Wils paving new way for Tribeca Institute

Nonprofit aims for local economic revitalization

In its ongoing campaign to turn downtown Gotham into a commercial and cultural entertainment mecca, the Tribeca Film Festival troika of Jane Rosenthal, Robert De Niro and Craig Hatkoff has tapped local politician and former TV producer Madelyn Wils as president-CEO of the Tribeca Film Institute.

The nonprofit entity, devoted to revitalizing Lower Manhattan and promoting the art of film, is a distinct org from Tribeca Films and the for-profit Tribeca Enterprises, though it actively supports the annual film festival.

Rosenthal, emphasizing that the institute shares the core healing and rebuilding principals on which the Tribeca Film Festival was founded post-Sept. 11, said the unit will look to do events that lead to economic revitalization, including programs that will feed the fest, which last year pumped $47 million into the downtown economy.

Outside the fest

Wils, who will continue to serve as chair of New York’s Community Board 1, takes up her new post in February. She is tasked with managing nonfestival-related programming and educational activities of the institute, which was founded after the Sept. 11 terrorist attacks in 2001 with a mission to create cultural initiatives to aid in the economic redevelopment of Lower Manhattan.

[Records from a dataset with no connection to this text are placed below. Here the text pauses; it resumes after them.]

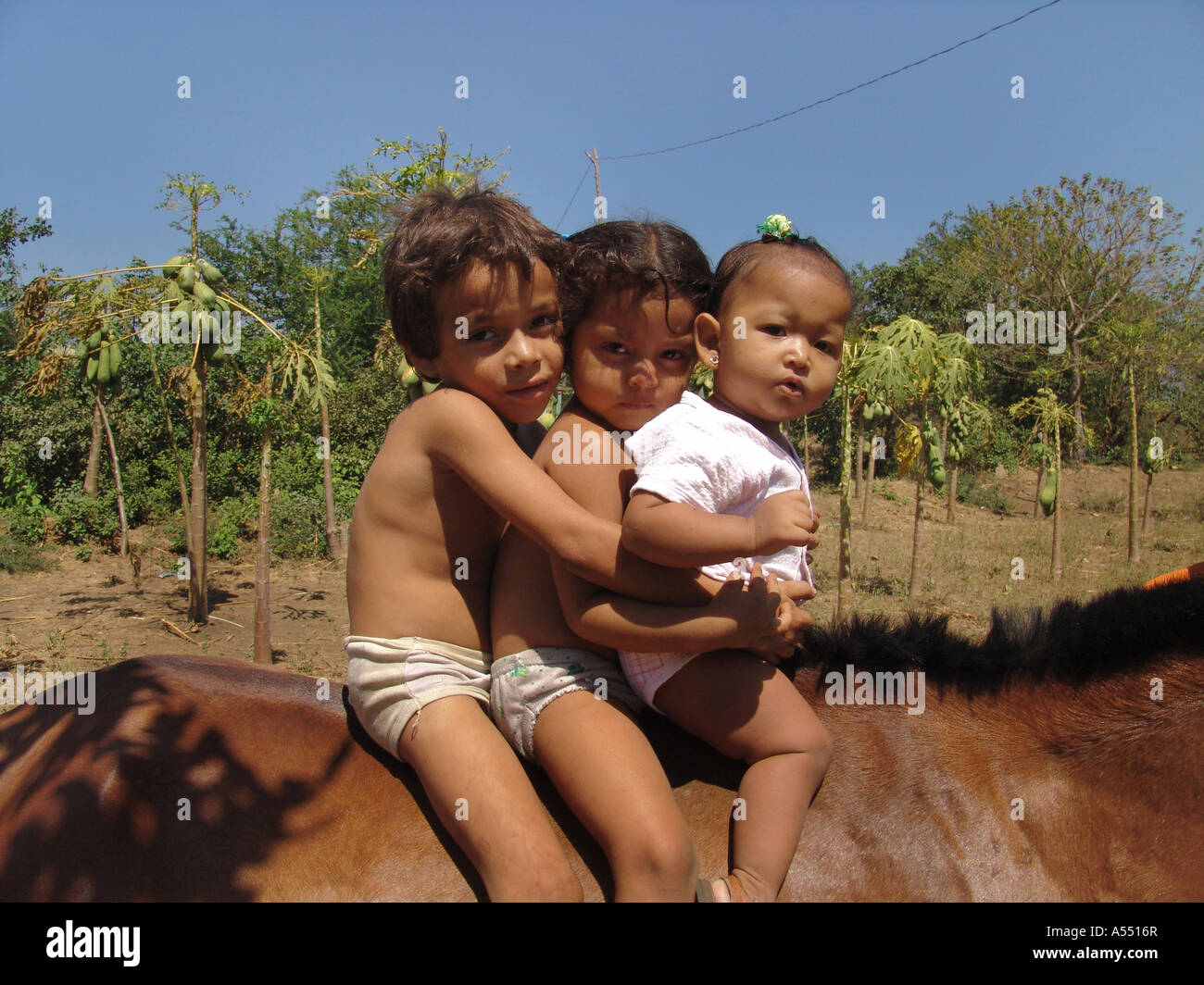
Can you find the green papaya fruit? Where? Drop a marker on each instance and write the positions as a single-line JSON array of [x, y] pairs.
[[104, 371], [205, 294], [211, 273], [1048, 495]]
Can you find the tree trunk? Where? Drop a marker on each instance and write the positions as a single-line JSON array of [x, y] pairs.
[[1145, 512], [844, 560], [92, 476], [868, 488], [916, 581], [807, 449], [263, 588], [1040, 480], [1078, 380], [1056, 554], [859, 476], [117, 480], [952, 493], [333, 542], [175, 449], [944, 453], [197, 544], [1135, 543]]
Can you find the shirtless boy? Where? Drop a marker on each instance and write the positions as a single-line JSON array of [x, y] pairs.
[[470, 288]]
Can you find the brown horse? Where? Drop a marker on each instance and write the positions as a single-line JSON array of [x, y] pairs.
[[1060, 759]]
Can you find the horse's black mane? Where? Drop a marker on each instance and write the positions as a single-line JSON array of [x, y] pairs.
[[1074, 642]]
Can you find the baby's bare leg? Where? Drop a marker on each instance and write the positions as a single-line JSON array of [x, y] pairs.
[[749, 711], [485, 801], [609, 777]]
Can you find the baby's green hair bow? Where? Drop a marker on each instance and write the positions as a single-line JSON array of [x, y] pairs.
[[775, 225]]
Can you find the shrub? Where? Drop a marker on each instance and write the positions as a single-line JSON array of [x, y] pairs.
[[973, 491], [83, 519]]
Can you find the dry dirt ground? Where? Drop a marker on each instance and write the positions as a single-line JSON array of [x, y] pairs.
[[84, 615]]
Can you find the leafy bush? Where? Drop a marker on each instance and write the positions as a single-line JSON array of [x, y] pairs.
[[25, 527], [233, 523], [83, 519], [299, 525], [973, 491]]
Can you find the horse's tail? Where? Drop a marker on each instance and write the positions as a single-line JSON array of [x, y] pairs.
[[1180, 575], [1072, 641]]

A former TV program development exec for Paramount TV, Time Life and Washington Post Group, Wils transitioned into local politics. She represents the Financial District, Battery Park City, the Civic Center, Tribeca and the South Street Seaport. She also serves on the board of directors of the Lower Manhattan Development Corp. and is a trustee of the Alliance for Downtown New York. She is a director of the Hudson River Park Trust and a trustee of the Conservancy for Historic Battery Park as well as the Gateway School in New York.

In addition to the Tribeca Film Institute’s programs and special events serving filmmakers and product showcases, Wils intends to expand the org’s primarily feature film mandate to include performing arts.

Wils worked with the Tribeca Film Festival organizers last year, helping the fledgling event secure venues and negotiate bureaucratic red tape.

Wils said she hopes to develop both community- and industry-based initiatives, including working with the city’s Dept. of Education on various school-based projects and expanding its talk series with influential arts and film industry individuals.

Part of Wils’ remit will be to lure private foundations as backers of future programs such as the Sloan Foundation, which has been underwriting a script and writers development program.

“We don’t want to do what NYU film school does,” said Wils, noting that the various functions of the festival, the institute and Tribeca Enterprises will continue to grow. “They’re all related and will operate in a sisterly way over time as the missions and mandates of the different (Tribeca) entities evolve.”

‘Deep dedication’

“Madelyn Wils has shown a deep dedication to the community of Lower Manhattan, and she is the perfect person to lead the Tribeca Film Institute as it continues its mission to rejuvenate downtown,” said De Niro.

“This is a pivotal time for the Tribeca Film Institute. Madelyn has tremendous vision. We welcome her energy, her leadership and her commitment to New York as we broaden the reach of the Institute,” said Rosenthal.

For-profit Tribeca Enterprises has been busy of late, having acquired the Screening Room (now called Tribeca Cinemas) and, earlier this month, announcing the creation of a consumer-oriented Entertainment Expo at Gotham’s Javitz Center starting this fall.